У меня не было денег, и я мог лишь полюбоваться видом кофейных чашечек и блюдечек с красной вишенкой посередине.
Кое-как я добрался до станции железной дороги и узнал, что поезд на Меджидие отправляется лишь в семь часов утра, а так как розовое августовское солнце еще только собиралось опуститься за пыльные фруктовые сады, длинные скирды свежей ярко-желтой соломы и черепичные крыши хорошеньких мещанских домиков с угловыми балконами и колодцем против каждых ворот, то я с грустью понял, что мне не остается ничего другого, как устроиться на длинной лавке под станционным навесом и кое-как переночевать, положив под голову ранец, набитый всякой всячиной, которую я вез из тыла в подарок своим товарищам по орудию.
На станционной площадке не было ни души. Я уже собирался расположиться на лавке, как вдруг…
…мое внимание привлекла женская фигура, появившаяся на платформе.
Она несколько раз медленно прошла мимо меня, но лица ее я не мог разглядеть, так как оно было закрыто кисейной чадрой, выкрашенной в мутно-голубой цвет домашним способом. Чадра эта опускалась ниже колен, почти до самой земли.
По-видимому, это была молоденькая девушка.
Весь ее стройный стан, невинная худоба рук, легкая походка говорили, что ей лет семнадцать. Меня взяла досада, что я не мог рассмотреть ее лица, но длинные волосы льняного цвета, почти белые, заплетенные в две косы, давали понять, что она если и не красива, то, во всяком случае, очень мила.
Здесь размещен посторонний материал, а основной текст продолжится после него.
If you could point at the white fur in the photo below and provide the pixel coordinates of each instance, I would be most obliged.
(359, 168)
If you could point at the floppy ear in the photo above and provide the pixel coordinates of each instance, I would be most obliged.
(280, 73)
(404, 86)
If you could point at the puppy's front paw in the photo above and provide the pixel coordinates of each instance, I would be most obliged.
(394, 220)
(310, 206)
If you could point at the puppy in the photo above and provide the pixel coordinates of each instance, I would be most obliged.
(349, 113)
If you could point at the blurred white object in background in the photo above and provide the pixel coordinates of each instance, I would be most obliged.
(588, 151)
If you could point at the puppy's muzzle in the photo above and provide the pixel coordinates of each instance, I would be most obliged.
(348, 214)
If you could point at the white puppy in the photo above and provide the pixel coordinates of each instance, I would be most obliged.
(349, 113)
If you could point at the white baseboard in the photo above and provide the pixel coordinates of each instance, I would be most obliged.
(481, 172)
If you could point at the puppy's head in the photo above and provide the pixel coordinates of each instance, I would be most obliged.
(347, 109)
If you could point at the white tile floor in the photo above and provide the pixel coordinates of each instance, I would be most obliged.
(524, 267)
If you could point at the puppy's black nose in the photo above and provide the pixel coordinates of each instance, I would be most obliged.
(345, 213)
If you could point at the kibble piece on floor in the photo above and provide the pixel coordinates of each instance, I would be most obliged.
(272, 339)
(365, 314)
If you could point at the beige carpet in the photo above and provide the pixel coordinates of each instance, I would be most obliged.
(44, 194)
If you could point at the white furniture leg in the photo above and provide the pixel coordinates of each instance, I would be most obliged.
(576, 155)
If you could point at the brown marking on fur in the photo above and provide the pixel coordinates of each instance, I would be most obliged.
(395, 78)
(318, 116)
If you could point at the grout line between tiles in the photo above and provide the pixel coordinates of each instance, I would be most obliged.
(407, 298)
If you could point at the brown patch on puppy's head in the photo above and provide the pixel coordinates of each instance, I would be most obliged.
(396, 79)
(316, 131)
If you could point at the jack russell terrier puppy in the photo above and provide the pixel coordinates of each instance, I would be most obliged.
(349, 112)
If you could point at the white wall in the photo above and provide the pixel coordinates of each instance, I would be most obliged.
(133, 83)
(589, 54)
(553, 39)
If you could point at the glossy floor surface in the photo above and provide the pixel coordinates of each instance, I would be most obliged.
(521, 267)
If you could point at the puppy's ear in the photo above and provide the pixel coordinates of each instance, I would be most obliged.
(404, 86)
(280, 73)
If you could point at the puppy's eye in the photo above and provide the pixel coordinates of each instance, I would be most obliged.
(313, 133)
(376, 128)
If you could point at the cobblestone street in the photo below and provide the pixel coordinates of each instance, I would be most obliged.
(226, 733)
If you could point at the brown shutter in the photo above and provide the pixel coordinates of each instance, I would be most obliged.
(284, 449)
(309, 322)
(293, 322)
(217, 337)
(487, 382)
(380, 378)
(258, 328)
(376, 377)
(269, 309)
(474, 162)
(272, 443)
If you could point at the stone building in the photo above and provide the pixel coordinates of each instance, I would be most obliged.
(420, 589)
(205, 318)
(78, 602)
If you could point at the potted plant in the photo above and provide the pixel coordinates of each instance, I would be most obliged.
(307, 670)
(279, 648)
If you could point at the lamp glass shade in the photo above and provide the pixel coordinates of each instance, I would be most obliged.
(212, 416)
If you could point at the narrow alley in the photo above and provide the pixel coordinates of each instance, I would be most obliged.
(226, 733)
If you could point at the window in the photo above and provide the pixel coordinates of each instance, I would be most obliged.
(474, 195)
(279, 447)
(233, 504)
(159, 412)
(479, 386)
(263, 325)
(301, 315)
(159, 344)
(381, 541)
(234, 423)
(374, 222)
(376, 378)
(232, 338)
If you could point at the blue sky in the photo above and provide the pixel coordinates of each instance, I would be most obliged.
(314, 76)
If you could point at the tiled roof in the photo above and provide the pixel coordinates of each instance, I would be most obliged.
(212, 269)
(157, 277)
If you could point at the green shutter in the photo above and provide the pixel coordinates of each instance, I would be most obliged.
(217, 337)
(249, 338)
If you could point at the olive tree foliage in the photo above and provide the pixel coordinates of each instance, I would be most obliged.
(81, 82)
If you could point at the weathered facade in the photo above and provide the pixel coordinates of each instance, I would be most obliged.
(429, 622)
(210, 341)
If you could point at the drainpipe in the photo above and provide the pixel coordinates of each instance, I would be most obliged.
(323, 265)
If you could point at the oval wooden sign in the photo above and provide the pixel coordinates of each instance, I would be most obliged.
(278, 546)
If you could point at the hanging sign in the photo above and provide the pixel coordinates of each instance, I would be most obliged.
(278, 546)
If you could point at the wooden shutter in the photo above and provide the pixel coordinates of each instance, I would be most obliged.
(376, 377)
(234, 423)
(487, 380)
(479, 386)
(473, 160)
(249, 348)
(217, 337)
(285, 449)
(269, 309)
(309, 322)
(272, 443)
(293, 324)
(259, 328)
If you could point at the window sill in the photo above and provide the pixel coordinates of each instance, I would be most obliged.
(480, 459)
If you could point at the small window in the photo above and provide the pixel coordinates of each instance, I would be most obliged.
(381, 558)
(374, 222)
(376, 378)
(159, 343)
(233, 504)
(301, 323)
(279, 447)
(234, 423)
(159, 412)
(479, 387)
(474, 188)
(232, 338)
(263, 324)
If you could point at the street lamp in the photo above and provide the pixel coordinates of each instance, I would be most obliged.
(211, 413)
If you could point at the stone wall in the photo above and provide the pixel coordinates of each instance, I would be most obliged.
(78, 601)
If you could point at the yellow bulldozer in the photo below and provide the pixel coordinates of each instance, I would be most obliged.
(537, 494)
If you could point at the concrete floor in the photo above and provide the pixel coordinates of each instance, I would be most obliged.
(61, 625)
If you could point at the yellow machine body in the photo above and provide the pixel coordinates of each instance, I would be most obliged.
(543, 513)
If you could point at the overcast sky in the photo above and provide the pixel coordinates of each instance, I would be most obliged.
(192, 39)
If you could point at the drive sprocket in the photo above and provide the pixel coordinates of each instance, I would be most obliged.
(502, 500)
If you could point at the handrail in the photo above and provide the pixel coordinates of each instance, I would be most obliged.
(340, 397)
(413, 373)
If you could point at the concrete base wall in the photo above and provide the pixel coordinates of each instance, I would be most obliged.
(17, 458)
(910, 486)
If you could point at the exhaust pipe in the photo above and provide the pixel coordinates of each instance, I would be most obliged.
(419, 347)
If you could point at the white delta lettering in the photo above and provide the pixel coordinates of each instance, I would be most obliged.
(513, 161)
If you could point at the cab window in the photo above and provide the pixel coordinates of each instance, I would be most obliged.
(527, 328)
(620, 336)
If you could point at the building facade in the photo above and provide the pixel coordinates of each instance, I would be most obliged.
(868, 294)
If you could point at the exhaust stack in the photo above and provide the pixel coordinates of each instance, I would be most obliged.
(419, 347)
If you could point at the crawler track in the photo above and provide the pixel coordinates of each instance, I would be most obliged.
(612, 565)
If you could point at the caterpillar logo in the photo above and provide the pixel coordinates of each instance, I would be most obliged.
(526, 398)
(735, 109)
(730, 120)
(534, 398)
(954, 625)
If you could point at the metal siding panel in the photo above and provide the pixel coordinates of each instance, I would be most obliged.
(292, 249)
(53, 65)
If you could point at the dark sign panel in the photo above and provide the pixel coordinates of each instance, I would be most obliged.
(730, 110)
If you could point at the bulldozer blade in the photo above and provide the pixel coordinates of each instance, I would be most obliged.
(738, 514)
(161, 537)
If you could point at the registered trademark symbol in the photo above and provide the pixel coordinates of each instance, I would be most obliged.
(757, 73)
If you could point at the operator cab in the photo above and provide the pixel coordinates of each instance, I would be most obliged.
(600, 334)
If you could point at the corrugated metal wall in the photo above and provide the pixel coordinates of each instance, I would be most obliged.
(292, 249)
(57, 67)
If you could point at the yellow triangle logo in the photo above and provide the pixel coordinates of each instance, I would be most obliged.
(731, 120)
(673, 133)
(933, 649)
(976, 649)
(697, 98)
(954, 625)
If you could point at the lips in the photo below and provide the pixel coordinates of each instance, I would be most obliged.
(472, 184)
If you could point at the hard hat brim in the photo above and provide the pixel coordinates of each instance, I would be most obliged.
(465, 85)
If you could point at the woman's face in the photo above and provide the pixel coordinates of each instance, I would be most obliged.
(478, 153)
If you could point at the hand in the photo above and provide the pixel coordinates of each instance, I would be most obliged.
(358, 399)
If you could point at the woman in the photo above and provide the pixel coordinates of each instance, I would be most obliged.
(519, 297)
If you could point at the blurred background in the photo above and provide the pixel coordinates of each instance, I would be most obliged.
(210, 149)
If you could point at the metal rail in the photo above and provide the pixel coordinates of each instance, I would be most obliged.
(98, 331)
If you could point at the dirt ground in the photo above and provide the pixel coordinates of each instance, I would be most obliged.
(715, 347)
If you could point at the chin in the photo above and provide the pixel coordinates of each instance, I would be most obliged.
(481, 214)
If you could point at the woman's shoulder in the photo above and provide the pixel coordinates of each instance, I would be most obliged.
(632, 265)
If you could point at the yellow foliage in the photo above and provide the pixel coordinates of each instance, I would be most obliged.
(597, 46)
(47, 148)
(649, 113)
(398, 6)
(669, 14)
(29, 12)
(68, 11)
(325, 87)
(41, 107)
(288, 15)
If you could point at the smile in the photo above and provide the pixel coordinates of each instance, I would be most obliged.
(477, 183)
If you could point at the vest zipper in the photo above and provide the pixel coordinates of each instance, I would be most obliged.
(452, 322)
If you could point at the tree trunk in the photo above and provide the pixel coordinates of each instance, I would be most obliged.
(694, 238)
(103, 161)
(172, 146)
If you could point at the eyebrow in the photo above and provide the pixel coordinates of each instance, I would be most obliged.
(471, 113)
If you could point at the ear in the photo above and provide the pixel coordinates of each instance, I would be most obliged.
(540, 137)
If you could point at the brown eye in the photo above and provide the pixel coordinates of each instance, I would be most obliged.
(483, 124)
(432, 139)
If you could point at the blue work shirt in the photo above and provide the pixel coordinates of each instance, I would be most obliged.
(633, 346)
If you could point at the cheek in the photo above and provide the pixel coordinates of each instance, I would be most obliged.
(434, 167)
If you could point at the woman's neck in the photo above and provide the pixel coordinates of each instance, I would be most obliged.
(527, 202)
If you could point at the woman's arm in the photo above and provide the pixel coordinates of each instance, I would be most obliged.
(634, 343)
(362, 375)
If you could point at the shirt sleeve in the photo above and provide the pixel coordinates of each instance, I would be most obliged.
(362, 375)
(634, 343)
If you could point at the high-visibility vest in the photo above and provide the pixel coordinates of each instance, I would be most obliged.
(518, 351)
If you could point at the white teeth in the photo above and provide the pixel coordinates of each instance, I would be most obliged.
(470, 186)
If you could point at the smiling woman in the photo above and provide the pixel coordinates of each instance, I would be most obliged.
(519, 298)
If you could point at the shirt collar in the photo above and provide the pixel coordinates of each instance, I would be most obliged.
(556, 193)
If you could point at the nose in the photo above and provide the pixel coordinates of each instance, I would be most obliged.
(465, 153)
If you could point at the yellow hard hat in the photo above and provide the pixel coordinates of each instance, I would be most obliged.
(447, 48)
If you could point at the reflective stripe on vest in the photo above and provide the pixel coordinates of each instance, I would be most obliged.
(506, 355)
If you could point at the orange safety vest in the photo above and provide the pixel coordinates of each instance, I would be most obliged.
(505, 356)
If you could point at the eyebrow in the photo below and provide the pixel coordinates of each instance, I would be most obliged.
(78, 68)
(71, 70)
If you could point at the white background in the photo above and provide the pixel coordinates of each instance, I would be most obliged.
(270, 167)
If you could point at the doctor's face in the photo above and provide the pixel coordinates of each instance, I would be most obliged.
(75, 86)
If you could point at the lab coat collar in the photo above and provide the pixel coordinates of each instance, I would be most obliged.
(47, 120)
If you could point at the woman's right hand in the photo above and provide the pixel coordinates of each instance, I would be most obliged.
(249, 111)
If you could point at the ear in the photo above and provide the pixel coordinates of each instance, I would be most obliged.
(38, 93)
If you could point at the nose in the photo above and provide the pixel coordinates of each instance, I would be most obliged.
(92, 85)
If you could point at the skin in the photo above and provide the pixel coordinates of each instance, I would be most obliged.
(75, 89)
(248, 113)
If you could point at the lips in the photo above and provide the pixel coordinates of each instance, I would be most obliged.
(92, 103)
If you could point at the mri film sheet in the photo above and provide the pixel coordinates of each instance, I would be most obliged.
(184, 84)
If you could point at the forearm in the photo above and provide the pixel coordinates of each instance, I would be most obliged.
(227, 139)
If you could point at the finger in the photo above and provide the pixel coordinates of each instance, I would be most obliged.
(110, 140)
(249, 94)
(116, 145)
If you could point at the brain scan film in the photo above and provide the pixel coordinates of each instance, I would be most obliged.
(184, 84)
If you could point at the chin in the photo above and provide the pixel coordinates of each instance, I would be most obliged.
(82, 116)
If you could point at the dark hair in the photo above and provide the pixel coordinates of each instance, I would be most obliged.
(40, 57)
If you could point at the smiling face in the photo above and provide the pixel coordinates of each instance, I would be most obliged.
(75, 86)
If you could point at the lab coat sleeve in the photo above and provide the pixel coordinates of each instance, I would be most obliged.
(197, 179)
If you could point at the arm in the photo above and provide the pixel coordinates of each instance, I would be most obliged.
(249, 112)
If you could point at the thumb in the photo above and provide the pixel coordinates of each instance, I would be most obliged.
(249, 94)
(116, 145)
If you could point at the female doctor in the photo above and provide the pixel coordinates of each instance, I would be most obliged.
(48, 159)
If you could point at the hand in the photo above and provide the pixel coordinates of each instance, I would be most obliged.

В то незабвенное время я еще придавал слишком большое значение красоте женского лица.
Мне показалось, что сквозь голубую кисею я увидел робкую улыбку, явно относящуюся ко мне. Мне даже показалось, что в этой улыбке проскользнуло что-то грешное. «Чем черт не шутит», — подумал я.
Судя по ее недорогой обуви, можно было заключить, что она принадлежит к невысокому классу черноводского общества, и это еще более воспламенило меня. «Доступная мещаночка», — подумал я и прошел быстро мимо нее, сделав ей то, что тогда называлось «глазки».
Ветер на миг откинул ее вуаль, и я увидел белое личико, усыпанное золотистыми веснушками, которые, впрочем, ничуть его не портили.
Я уже собрался щелкнуть шпорами, откозырять и предложить познакомиться, но в решительный момент робость одолела меня: в свои девятнадцать лет я еще не был достаточно испорчен. Я покраснел и удалился на свою скамейку, делая вид, что поправляю ранец.
К своему удивлению, я заметил, что моя незнакомка снова еще более медленным шагом прошла мимо меня, а потом остановилась, как бы ожидая, что я подойду к ней.
Преодолевая смущение и делая вид завзятого армейского волокиты, я подошел к ней и приложил руку к козырьку потрепанной в боях фуражки. Она благосклонно мне поклонилась.
Трудность положения заключалась в том, что у нас не было общего языка. Я попытался сказать ей комплимент по-французски, который я еще совсем недавно изучал в гимназии. Она ничего не поняла, но вдруг сказала мне какую-то фразу на незнакомом языке, но не на румынском, а на каком-то другом, напоминающей один из древних славянских диалектов. Из ее фразы я смутно понял, что она рада нашему знакомству и называет меня «господин офицер».